We create pairs of examples that differ along the dimension we want to control. For a "creativity" vector:

**High creativity**: "Write a story about a magical forest..."

**Low creativity**: "Write a factual description of a forest..."

2. Activation Collection

We run both sets through the model, collecting hidden state activations at each layer. For a model with L layers and hidden dimension D, we get:

A_high ∈ R^(N × L × D)

A_low ∈ R^(N × L × D)

Where N is the number of examples.

3. Difference Computation

We compute the mean difference between high and low activations:

Δ = mean(A_high) - mean(A_low)

4. Dimensionality Reduction

Often, we apply PCA to find the principal direction of variation:

v = PCA(Δ, components=1)

This gives us a single vector that best captures the concept.

Applying Control Vectors

During inference, we modify the forward pass to inject our control vector:

def modified_forward(x, control_vector, strength):

for layer in model.layers:

h = layer(x)

h = h + strength * control_vector[layer.index]

x = h

return x

The strength parameter allows us to dial the effect up or down, or even reverse it by using negative values.

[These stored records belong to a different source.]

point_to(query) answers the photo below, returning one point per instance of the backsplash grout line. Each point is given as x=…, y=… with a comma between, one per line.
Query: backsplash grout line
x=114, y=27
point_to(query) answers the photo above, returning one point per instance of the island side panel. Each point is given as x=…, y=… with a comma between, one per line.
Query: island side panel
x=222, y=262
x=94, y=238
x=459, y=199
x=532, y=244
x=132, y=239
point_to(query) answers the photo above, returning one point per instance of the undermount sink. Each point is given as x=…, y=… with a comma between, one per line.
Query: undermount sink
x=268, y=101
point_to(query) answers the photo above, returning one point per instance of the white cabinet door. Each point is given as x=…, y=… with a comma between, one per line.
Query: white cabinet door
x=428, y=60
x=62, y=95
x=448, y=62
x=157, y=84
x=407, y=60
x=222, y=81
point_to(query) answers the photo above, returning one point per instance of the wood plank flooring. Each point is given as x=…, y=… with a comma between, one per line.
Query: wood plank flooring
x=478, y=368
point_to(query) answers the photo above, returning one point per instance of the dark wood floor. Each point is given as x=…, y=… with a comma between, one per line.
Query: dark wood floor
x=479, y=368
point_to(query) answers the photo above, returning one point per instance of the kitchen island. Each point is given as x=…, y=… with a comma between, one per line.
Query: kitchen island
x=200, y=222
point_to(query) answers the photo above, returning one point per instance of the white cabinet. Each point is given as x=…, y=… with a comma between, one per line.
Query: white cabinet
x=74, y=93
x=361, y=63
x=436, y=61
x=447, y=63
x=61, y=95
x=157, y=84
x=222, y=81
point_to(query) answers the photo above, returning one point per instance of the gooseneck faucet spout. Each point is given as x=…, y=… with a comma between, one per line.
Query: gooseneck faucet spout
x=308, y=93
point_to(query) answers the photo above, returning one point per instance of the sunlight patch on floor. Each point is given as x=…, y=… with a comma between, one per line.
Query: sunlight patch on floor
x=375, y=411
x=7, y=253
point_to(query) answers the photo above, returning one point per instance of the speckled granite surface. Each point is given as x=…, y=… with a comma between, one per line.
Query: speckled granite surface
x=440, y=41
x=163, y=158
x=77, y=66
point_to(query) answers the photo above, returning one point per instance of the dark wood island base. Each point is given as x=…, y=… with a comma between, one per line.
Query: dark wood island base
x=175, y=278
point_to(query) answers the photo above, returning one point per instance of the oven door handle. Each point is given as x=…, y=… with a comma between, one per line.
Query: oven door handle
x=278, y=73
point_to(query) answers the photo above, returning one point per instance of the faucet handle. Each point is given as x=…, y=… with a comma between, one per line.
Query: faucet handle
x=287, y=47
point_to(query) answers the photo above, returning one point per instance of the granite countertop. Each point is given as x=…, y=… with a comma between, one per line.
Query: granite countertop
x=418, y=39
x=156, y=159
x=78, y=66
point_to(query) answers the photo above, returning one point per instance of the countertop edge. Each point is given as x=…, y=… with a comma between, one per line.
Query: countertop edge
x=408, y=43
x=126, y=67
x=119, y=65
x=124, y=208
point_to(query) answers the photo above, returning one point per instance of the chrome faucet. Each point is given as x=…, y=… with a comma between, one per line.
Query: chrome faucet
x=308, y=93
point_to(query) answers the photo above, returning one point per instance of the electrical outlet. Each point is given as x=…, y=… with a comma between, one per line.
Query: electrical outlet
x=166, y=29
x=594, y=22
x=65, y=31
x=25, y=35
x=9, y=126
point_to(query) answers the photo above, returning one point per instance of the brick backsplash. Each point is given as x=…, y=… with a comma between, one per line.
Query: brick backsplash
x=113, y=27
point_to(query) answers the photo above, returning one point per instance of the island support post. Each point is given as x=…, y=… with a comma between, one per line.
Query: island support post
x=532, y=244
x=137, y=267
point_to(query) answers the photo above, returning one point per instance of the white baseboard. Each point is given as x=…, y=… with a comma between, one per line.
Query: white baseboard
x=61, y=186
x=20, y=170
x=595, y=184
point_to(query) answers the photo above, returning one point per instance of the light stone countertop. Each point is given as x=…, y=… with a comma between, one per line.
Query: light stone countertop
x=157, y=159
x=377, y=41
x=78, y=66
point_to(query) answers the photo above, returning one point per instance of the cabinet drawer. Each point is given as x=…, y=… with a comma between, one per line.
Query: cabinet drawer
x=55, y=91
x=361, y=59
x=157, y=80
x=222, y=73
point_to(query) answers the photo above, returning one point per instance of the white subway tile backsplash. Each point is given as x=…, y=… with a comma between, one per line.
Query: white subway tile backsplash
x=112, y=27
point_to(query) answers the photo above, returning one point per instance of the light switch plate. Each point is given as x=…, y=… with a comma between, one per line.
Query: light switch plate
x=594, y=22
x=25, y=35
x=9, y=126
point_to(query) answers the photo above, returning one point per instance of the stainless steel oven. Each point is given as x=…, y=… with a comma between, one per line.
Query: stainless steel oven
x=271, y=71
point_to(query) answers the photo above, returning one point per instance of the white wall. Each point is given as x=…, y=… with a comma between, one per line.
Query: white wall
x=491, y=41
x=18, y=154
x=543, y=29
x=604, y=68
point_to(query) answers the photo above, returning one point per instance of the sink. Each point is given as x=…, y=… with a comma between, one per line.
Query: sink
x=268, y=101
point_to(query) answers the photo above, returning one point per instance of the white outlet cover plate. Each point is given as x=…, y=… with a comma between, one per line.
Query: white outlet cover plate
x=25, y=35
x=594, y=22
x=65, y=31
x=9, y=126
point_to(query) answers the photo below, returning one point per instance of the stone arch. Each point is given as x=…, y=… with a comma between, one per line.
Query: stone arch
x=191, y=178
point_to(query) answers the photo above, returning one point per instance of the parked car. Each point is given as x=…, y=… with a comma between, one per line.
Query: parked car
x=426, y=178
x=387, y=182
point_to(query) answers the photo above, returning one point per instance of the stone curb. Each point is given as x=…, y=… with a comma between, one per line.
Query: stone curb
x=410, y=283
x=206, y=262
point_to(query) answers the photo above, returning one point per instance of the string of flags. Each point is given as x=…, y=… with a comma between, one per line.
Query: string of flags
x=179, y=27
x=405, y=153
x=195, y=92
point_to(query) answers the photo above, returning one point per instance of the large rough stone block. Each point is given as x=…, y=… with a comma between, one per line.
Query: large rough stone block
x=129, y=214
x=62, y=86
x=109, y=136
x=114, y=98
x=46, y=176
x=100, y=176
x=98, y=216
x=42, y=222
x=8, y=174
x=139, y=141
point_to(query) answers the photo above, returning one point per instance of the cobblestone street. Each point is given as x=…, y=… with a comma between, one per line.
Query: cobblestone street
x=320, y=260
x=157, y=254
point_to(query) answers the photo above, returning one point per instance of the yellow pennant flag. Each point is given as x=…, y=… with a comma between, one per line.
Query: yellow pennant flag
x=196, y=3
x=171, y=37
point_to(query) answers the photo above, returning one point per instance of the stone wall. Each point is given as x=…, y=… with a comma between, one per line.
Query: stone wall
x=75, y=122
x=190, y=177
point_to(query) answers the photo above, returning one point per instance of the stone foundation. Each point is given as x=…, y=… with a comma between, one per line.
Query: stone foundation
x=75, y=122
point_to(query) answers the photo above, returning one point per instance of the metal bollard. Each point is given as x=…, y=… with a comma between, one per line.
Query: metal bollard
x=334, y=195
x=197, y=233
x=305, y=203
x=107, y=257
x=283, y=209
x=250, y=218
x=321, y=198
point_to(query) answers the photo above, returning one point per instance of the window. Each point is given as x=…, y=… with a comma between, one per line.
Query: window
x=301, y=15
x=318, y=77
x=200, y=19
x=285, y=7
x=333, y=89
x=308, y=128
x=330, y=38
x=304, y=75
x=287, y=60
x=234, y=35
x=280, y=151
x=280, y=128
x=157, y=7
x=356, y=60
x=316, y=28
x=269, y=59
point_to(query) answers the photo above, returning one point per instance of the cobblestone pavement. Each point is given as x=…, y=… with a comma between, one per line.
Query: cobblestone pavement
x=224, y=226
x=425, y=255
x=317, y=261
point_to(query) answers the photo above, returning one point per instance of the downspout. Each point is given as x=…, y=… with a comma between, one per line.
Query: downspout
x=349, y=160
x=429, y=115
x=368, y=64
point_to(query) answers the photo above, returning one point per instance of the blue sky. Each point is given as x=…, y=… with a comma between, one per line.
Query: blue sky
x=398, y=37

Composing Multiple Vectors

One powerful aspect of control vectors is composability. Multiple vectors can be combined:

h' = h + α₁*v₁ + α₂*v₂ + α₃*v₃

This allows creating complex personalities by combining traits like:

High creativity (v₁, α₁ = 0.8)

High empathy (v₂, α₂ = 0.6)

Low formality (v₃, α₃ = -0.3)

Practical Considerations

Layer Selection

Not all layers are equally effective for control. We've found that:

Early layers (1-8): Affect low-level linguistic patterns

Middle layers (9-20): Best for personality and style

Late layers (21+): Affect factual content and reasoning

Strength Calibration

Too much strength can destabilize outputs. We typically use strengths between -1.5 and 1.5, with most effective ranges between -0.8 and 0.8.

Vector Normalization

Normalizing vectors to unit length ensures consistent effect sizes across different control dimensions.

Open Research Questions

Several questions remain active areas of research:

**Orthogonalization**: How do we ensure control vectors don't interfere with each other?

**Transfer**: Do control vectors generalize across model sizes and architectures?

**Emergence**: How do these directions emerge during training?

**Composition limits**: How many vectors can be effectively combined?

Conclusion

Control vectors provide a mathematically elegant way to shape AI behavior. By understanding and manipulating the geometry of neural activations, we can achieve fine-grained control that was previously impossible.

At Wisent, we've built our entire character system on this foundation, enabling users to create AI personalities with unprecedented precision and consistency.